Of course, both the social media and cocktail landscapes have changed dramatically since Nyberg first hosted the videos. In 2010, when she proclaimed that the Old-Fashioned was a drink “not that many people order anymore,” she wasn’t entirely wrong. Robert Simonson’s definitive book on the cocktail was still four years away, and the general drinking public was nowhere near as cocktail literate as it is today. To bash JaNee, a pretty and seemingly ditzy blonde (who, it should be noted, held a master’s degree at the time of filming) making subpar cocktails at a time when just about everyone was making subpar cocktails, was not only low-hanging fruit, but borderline cruel.

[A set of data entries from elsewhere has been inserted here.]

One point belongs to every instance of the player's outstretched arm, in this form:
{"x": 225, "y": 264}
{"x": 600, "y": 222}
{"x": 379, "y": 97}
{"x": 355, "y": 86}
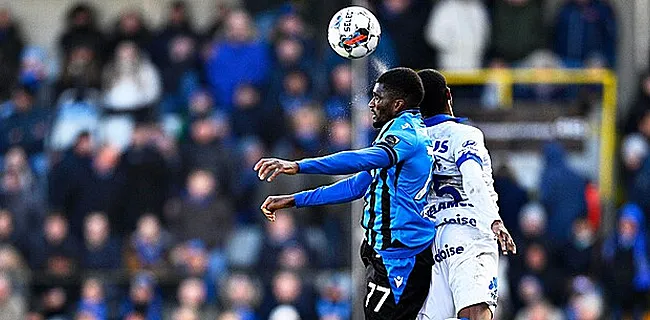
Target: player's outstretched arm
{"x": 344, "y": 162}
{"x": 274, "y": 167}
{"x": 342, "y": 191}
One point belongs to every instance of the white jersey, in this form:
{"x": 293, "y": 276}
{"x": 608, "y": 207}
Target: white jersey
{"x": 447, "y": 202}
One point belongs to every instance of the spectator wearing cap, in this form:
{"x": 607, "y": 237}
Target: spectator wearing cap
{"x": 93, "y": 300}
{"x": 101, "y": 251}
{"x": 23, "y": 123}
{"x": 144, "y": 299}
{"x": 81, "y": 30}
{"x": 36, "y": 74}
{"x": 238, "y": 58}
{"x": 586, "y": 33}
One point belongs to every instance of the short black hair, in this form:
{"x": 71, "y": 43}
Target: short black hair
{"x": 436, "y": 93}
{"x": 403, "y": 83}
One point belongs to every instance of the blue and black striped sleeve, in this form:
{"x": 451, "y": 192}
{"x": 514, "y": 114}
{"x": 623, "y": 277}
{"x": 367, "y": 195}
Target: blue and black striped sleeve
{"x": 348, "y": 162}
{"x": 398, "y": 143}
{"x": 344, "y": 190}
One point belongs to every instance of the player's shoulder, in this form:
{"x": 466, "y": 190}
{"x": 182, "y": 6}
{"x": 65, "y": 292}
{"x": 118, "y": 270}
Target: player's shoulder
{"x": 463, "y": 129}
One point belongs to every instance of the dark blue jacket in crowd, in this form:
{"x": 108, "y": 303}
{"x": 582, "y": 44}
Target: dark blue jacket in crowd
{"x": 106, "y": 257}
{"x": 562, "y": 193}
{"x": 585, "y": 31}
{"x": 24, "y": 129}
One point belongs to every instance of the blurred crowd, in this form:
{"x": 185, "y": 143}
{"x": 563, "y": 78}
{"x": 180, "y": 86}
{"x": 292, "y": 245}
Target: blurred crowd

“In the beginning, when you read all the stuff, you think, ‘Wow that’s really mean!’ But you realize they’re just doing that for fun, something for them to converse about; they’re not viewing you as a person,” says Nyberg. “But I really wasn’t offended. I knew the videos were bad and that’s not how I even bartended.”

Today, most people in her orbit, including her current students at Highlands High School, don’t know about her former career as an online bartending instructor. She’s happy to be out of the bartending and acting spheres—she can’t imagine how cruel internet commenters must be to truly famous people. She’s much more content spending time with her family, teaching AP history, coaching mock trial and running the school’s women’s empowerment network club.

But she still enjoys a drink on occasion, mostly favoring Basil Hayden’s Bourbon or what she knowingly calls “not sophisticated” New Zealand sauvignon blanc. When her 3-year-old son goes to bed, she often makes a cocktail for herself and her husband, usually incorporating fresh California produce—ingredients already on-hand from their dinner. The night before we spoke, she threw together Hendrick’s Gin with some muddled cucumbers and jalapeño slices, topped with ginger beer. “Despite the horribleness of the video, I can still make a terrific cocktail.”